The committee noted that similar legislation in Australia has not crippled market co-operation between landlords and tenants. Instead, it had conditioned stakeholders to “automatically adopt a collaborative effort” during its Covid-19 crisis.

Various industry bodies Down Under had agreed on a common code of conduct to govern behaviour of landlords and tenants at the onset of Covid-19, before the Australian government passed national laws on the same issues, it noted.

Among the committee’s other recommendations:

  • The lease contract should not include a provision preventing or restricting the tenant from carrying on business outside the retail shopping centre

  • The landlord shall not be allowed to charge a mark-up of advertising and promotion charges that is greater than 3 per cent of what is charged by a third party for the service

  • A tenant should be allowed to end his lease ahead of the expiry of the lease term after the first year by paying compensation of three months of base rent

  • The landlord should not be allowed to end a tenant’s lease in the first year of leasing. During termination, the landlord must pay the tenant a compensation to cover the tenant’s set-up costs such as design fees, and installing and removing of furniture and fixtures

  • Make unenforceable provisions allowing the landlord to terminate lease on grounds that the tenant has failed to achieve a particular level of sales or turnover

FAIR TENANCY COMMISSION COULD MEDIATE

The proposed fair tenancy commission’s scope would be to provide guidance on disputes, regulate matters between landlords and tenants, and undertake the periodic review and revision of the proposed fair tenancy legislation, it added. It could also act as an arbiter should adverse conditions arise so as to place additional conditions on tenancy contracts.
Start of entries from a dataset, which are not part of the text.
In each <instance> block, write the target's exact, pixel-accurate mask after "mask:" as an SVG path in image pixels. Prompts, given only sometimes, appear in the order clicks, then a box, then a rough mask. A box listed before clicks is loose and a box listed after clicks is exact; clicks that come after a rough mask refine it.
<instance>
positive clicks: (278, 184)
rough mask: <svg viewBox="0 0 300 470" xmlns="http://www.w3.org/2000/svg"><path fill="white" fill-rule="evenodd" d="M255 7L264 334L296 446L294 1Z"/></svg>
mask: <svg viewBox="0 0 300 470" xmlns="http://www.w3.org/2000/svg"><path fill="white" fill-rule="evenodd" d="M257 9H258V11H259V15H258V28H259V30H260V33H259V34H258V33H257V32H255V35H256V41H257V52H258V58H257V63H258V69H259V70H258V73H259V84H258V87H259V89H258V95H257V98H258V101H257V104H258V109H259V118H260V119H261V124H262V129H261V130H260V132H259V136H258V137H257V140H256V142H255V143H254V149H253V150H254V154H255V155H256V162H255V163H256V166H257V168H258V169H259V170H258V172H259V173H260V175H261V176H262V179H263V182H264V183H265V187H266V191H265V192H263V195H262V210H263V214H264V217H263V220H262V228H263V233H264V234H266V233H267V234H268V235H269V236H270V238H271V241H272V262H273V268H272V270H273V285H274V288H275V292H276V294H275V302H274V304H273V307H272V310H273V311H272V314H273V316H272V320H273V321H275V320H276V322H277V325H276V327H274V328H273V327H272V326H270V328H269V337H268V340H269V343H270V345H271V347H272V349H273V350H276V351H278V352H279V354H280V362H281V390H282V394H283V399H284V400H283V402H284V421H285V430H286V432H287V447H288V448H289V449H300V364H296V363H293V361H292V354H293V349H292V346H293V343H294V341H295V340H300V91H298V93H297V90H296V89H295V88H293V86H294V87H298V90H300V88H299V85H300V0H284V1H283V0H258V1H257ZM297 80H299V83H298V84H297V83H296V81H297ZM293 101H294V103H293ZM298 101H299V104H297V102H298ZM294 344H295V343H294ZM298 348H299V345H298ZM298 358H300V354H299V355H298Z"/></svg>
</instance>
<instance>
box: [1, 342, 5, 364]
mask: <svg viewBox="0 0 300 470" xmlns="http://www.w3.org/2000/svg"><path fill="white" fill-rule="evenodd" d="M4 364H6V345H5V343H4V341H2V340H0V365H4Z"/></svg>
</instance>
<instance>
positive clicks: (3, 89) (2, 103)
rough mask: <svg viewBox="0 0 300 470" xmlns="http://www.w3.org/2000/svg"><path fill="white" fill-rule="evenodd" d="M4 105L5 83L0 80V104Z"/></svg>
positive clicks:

This recommendation takes into account a tenant’s “usually limited resources in seeking enforcement of its legal rights”, it said, adding that the legislation should provide for meditation as the primary mode of resolution of retail tenancy disputes before heading to court or utilising other adjudicatory processes.

The fair tenancy commission will also oversee the creation and generation of market rental data, which should be made transparent to tenants, it said, pointing out that there is “substantial information asymmetry” at the moment.

It recommends two levels of rental data to be made available:

  1. A public rental information database that is updated monthly

  2. Mall-level productivity and performance data that landlords can provide, just as they require monthly sales data from tenants

“This will facilitate better and informed decision-making by parties and militates against any possible abuse of market power by the landlords,” it said.